Ms. Farrar-Owens presented a series of charts showing the factors found to be statistically significant in predicting recidivism. Among drug offenders, for example, the most important factor was prior adult felony convictions, followed by the number of prior adult incarceration events. She reported that the proposed risk assessment model for drug offenders correctly identified 84% of non-recidivists. The model currently in use correctly identifies 82.6% of non-recidivists. For fraud and larceny offenders, the number of prior adult incarcerations was found to be the most important factor in predicting recidivism, followed by the offender’s age. She stated that the proposed risk assessment model for larceny/fraud offenders correctly identifies 79.3% of non-recidivists. The model currently in use correctly identifies 76.3% of non-recidivists. Thus, the proposed models offer a slight improvement over the risk assessment instrument currently used.

Ms. Farrar-Owens concluded by saying that the staff would like to further examine the potential impact of implementing the proposed risk assessment scales. Commission members approved. Staff will continue analysis and present final recommendations to the Commission in 2012. If the Commission approves the new instrument and recommends its adoption, it will be included in the 2012 Annual Report.

III. Possible Guidelines Revisions/Recommendations

Ms. Farrar-Owens next presented possible recommendations for revisions to the sentencing guidelines for the members to consider.

Proposed Recommendation 1 – Modify the Sentencing Guidelines for the 3rd or Subsequent Sale of a Schedule I/II Drug

Ms. Farrar-Owens said that third or subsequent convictions for the distribution, sale, etc., of a Schedule I/II drug under § 18.2-248(C) are covered by the current sentencing guidelines. In 2006, the General Assembly increased the mandatory minimum sentence for this offense from three to five years. In 2007, a factor was added to Section C of the Schedule I/II Drug guidelines to increase the prison sentence recommendation for offenders who have an accompanying weapons offense that also requires a mandatory minimum term.

Ms. Farrar-Owens stated that the staff examined sentencing guidelines data from fiscal year FY2007 through FY2011. Despite the addition of the new factor, as described above, compliance with the sentencing guidelines remained significantly lower for this offense (65.4%) than the overall guidelines compliance rate (close to 80%). In addition, nearly all of the departures in these cases were above the guidelines recommendation.

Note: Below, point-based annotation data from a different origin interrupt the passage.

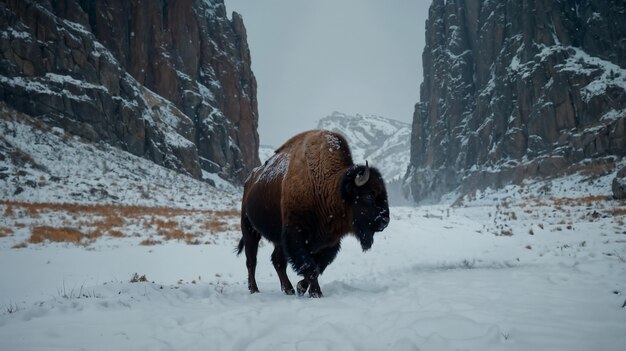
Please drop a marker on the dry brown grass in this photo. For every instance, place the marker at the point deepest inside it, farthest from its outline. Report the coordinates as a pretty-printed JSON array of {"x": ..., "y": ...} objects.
[
  {"x": 116, "y": 233},
  {"x": 43, "y": 233},
  {"x": 167, "y": 223}
]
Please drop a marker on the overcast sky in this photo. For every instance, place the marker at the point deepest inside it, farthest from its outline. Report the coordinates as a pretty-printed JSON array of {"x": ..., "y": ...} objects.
[{"x": 311, "y": 58}]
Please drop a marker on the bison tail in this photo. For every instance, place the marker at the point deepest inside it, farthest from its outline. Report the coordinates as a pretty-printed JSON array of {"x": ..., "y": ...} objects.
[{"x": 239, "y": 248}]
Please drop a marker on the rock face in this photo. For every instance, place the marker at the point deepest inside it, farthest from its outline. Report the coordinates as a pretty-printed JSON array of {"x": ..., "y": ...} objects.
[
  {"x": 515, "y": 89},
  {"x": 167, "y": 80}
]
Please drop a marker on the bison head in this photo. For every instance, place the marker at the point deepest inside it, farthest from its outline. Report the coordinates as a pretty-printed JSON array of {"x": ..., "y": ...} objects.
[{"x": 363, "y": 189}]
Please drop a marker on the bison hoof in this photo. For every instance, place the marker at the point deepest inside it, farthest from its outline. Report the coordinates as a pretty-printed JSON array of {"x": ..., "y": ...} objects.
[
  {"x": 302, "y": 287},
  {"x": 315, "y": 294}
]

After thorough examination of cases involving this offense, the staff recommended revising the guidelines to bring them more in sync with current judicial practice. Using historical sentencing data, various scoring scenarios were rigorously tested. Individual factors on the worksheets were assessed and new factors were considered to ensure that the proposed revisions reflect judicial sentencing practices in these cases. No modifications to Sections A and B of the Schedule I/II Drug guidelines are necessary, as all offenders convicted of this crime are recommended for a prison term and, therefore, are scored on the Section C worksheet. The proposed changes to Section C of the Schedule I/II Drug guidelines were presented.